1. 2024年から始まった新NISAの基本
2024年から始まった「新NISA」は、投資によって得られる利益が非課税になる制度が、より使いやすく拡充されたものです。
従来のNISA制度と比較して、年間に投資できる金額の上限が引き上げられ、非課税で資産を保有できる期間も無期限化されたため、長期的な視点での資産形成がしやすくなった点が大きな特徴といえるでしょう。
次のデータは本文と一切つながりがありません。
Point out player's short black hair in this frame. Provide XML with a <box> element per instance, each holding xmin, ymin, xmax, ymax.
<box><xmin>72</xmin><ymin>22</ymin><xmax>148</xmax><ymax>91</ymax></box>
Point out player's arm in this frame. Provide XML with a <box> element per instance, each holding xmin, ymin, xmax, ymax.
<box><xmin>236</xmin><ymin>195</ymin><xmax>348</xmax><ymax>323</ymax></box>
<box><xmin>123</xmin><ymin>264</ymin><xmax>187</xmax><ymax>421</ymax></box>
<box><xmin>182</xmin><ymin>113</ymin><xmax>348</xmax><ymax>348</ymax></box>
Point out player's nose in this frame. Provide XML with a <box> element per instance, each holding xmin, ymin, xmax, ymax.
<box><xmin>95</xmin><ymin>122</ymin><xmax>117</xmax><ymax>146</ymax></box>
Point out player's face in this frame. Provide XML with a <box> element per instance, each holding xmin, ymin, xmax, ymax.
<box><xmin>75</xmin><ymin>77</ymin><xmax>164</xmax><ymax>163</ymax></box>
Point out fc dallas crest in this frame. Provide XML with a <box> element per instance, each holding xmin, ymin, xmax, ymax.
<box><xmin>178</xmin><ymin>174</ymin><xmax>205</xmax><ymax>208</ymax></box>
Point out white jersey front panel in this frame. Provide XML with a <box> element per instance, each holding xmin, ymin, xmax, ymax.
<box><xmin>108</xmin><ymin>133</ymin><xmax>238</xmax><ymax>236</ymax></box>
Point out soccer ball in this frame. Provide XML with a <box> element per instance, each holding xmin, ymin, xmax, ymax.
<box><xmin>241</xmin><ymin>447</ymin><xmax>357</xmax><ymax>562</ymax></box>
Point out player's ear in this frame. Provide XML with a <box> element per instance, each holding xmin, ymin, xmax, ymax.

この制度は「成長投資枠」と「つみたて投資枠」という2つの枠から構成されており、ご自身の投資方針や目的に合わせて、それぞれを使い分けたり、両方を併用したりすることが可能です。
1.1 新NISAの「成長投資枠」について
「成長投資枠」は、個別の株式や多様な投資信託など、比較的自由度の高い金融商品に投資できる枠組みです。
- 年間に投資できる上限額は240万円です。
- 非課税で商品を保有できる期間に制限はありません。
- 主な投資対象には、上場株式やETF(上場投資信託)、投資信託などが含まれます。
短期的な投資から長期的な運用まで、幅広いスタイルに対応しているため、資産の成長を積極的に目指したい方に適した枠といえます。
1.2 新NISAの「つみたて投資枠」とは
一方の「つみたて投資枠」は、長期の積立投資に適していると国が認めた、一定の基準を満たす投資信託などが対象となります。
リスクをコントロールしながら、コツコツと長期間にわたって資産を積み上げていきたい方に適した枠です。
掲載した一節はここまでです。